I've grown to love the vast silences, the feel of being truly alone at the end of the world. It's less of a lie than my marriage, where I'd been alone for years but was able to pretend I had a companion. Here, the loneliness is unadorned and stark. It's honest.

This county is the largest and least populated place in the continental US. I am sure there are places in Alaska that are more remote, but this is as far away from other people as you can be while in the US proper. That's something else I like.

I didn't like the spiders at first. They are everywhere. I see them out of the corner of my eyes at all hours of the day and night. Last week I woke up to one perced on my pillow, watching me like a lover. They're marvelously stubborn things, though, and I've started to name some of them. Seymour lives in my bathroom light fixture, Maud likes to come out from behind my computer when I type. They have a resilience I admire, and they are much more interesting to watch than cockroaches in Charleston were.

I think I am beginning to understand why prophets and madmen are born in deserts. It's impossible to live for long under impassive skies without surrendering to something - God, or madness, or both. Maybe God is madness.
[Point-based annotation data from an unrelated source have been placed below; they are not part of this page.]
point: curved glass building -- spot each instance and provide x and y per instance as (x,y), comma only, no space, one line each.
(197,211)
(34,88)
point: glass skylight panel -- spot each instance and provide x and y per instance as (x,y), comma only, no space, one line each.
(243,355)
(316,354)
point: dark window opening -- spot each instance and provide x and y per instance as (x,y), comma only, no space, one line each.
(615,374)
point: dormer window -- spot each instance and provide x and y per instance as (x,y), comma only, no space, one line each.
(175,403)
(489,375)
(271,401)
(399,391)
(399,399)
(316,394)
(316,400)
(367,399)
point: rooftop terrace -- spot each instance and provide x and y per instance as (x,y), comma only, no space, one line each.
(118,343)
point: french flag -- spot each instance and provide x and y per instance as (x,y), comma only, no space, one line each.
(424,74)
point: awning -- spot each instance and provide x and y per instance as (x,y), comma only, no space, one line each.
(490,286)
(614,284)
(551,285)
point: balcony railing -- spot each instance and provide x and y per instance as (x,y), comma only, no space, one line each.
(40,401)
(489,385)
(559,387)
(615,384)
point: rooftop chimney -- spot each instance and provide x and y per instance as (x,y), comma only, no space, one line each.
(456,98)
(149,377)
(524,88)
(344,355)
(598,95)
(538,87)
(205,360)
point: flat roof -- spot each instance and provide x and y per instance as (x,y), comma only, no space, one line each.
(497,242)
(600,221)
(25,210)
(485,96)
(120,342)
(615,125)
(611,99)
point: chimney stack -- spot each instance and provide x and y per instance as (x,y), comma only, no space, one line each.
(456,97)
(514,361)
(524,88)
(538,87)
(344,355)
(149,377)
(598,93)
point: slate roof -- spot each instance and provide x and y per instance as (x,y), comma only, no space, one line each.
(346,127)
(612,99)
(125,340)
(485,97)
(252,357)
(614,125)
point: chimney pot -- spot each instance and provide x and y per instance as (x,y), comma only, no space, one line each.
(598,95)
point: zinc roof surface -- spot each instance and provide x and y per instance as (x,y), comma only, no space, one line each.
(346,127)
I think I can live here. The silence is unending and the chatter in my head has succumbed to it. My thoughts come more slowly, like the respiration of a holy man in a deep trance. My head has never been so clear.

I've begun to write again.

I've been thinking a lot about Sam, about us, about how draining it was to love him. Loving someone with Asperger's Syndrome is an exercise in frustration. It's trying to fill a thirsty, dry lakebed with thimblefuls of liquid. Love beads off of him like droplets of water on a freshly waxed car. Frantic semaphores to the blind.

Rambling is an extravagance I've allowed myself lately. My thoughts go unedited, unspooling like ribbon, like time. No one is here to catch them, so they fall useless and sterile to the unwatered earth.

Loneliness is clean. It's empty and clean. I never thought I'd have so much of it.